KUSEL. Etwas mehr als drei Wochen ist es nun her, dass zwei Polizisten in Kusel bei einer Kontrolle erschossen wurden. Unter dem Motiv der „Vertuschung von Jagdwilderei“ sollen die mutmaßlichen Tatverdächtigen Florian V. und Sebastian S. dabei auf die Polizisten geschossen haben. Der Pächter eines Jagdgebietes im Saarland erhebt nun in der „Rheinpfalz“ einen schweren Vorwurf: Ein ihm namentlich bekannter Polizist habe im Jahr 2017 dem späteren mutmaßlichen Polizistenmörder Andreas S. beim Wildern geholfen.
Deckte ein Polizist den dringend Tatverdächtigen Andreas S. in der Vergangenheit?

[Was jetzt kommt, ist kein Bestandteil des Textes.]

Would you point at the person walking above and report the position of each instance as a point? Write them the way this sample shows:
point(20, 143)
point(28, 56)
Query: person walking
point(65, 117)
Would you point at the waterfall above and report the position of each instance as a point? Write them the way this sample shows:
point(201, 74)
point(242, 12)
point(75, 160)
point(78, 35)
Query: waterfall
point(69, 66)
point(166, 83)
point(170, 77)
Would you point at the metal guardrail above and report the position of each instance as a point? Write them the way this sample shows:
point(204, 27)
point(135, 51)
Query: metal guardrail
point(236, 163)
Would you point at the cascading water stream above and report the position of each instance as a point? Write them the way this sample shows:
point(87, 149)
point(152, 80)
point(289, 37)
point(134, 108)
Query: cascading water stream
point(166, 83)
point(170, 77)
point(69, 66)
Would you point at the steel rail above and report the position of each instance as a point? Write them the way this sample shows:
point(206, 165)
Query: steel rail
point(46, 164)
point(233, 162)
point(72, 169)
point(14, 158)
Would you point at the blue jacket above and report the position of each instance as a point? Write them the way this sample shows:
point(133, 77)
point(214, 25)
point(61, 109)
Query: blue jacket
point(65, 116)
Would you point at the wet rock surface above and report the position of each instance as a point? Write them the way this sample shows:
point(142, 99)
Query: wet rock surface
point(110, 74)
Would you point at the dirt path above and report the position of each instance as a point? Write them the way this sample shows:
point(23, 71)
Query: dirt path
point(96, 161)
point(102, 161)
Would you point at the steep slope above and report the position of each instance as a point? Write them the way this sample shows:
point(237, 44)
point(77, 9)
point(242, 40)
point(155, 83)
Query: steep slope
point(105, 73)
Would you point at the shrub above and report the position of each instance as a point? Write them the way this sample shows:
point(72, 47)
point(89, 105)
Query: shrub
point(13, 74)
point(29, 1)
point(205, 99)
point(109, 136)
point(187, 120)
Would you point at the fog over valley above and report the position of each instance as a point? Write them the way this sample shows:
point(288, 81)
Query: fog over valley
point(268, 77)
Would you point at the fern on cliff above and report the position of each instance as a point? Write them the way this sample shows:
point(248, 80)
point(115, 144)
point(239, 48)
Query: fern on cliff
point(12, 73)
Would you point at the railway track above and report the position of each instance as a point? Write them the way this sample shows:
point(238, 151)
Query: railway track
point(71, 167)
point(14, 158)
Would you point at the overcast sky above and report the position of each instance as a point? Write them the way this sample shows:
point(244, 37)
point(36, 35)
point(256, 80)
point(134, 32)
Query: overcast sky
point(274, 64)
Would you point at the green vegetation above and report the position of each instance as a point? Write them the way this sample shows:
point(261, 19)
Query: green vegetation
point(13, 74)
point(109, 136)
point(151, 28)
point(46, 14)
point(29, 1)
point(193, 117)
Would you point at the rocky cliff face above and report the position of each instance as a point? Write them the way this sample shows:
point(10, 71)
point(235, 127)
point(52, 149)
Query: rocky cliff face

In der „Rheinpfalz“ erinnert sich der Pächter an einen Vorfall aus dem September Jahr 2017. So soll Andreas S. im Revier des Pächters ein Reh illegal erlegt haben und anschließend mit Vollgas davongefahren sein. Der im Anschluss gefundene Kopf des toten Tieres, inklusive der sich dort befindlichen Kugel, nahm der Jagdpächter zur Beweissicherung mit nach Hause und informierte die Polizei über den Vorfall.
Stutzig wurde der Pächter schließlich, als eine Anwohnerin ihn informierte, dass diese am Folgetag Andreas S. sowie einen ihr bekannten Polizisten im entsprechenden Gebiet herumlaufen sah, um nach einem toten Tier Ausschau zu halten. Hierzu soll Andreas S., laut Bericht der Rheinpfalz, den Polizisten bereits am Vorabend gegen 23 Uhr gebeten haben. Durch den Pächter schließlich auf den Vorfall und die mutmaßliche Suche angesprochen, soll der Polizist gegenüber dem Pächter dann eiskalt gelogen haben.
Obwohl der Pächter selbst den Kopf des toten Tieres mitnahm, soll der Polizist nach Angaben des Pächters behauptet haben, dass sie den Kadaver gefunden hätten und es sich um einen sogenannten „Blattschuss“ gehandelt habe. Deckte der Polizist hiermit den späteren, mutmaßlichen Polizisten-Mörder?
Gegenüber der Rheinpfalz schildert der Pächter weiter, dass er die zugetragenen Ereignisse „genau so bei der Polizei zu Protokoll“ angab – vergebens! Niemand soll sich anschließend bei ihm gemeldet haben und die Staatsanwaltschaft stellte das Verfahren gegen Andreas S. schließlich ein. Aufgrund der Tatsache, dass drei Personen bezeugten, den Abend des Abschusses mit Andreas S verbracht zu haben, könne dieser gar nicht im entsprechenden Gebiet gewildert haben, argumentierte die Staatsanwaltschaft.
Schwere Vorwürfe! „Hätten die Ermittler damals den Polizisten, die Anwohnerin und den Jagdpächter befragt sowie den Kopf des erschossenen Rehs untersucht, hätten sie die Aussagen des Andreas S. und seiner Alibi-Geber wohl widerlegen können“, zitiert die Tageszeitung den Pächter.
Konfrontiert mit den Vorwürfen gegen den Polizisten, teilte die Staatsanwaltschaft gegenüber der Rheinpfalz mit, dass
Einzelheiten, aufgrund des noch am Anfang stehenden Ermittlungsverfahrens „gegenwärtig nicht mitgeteilt werden“.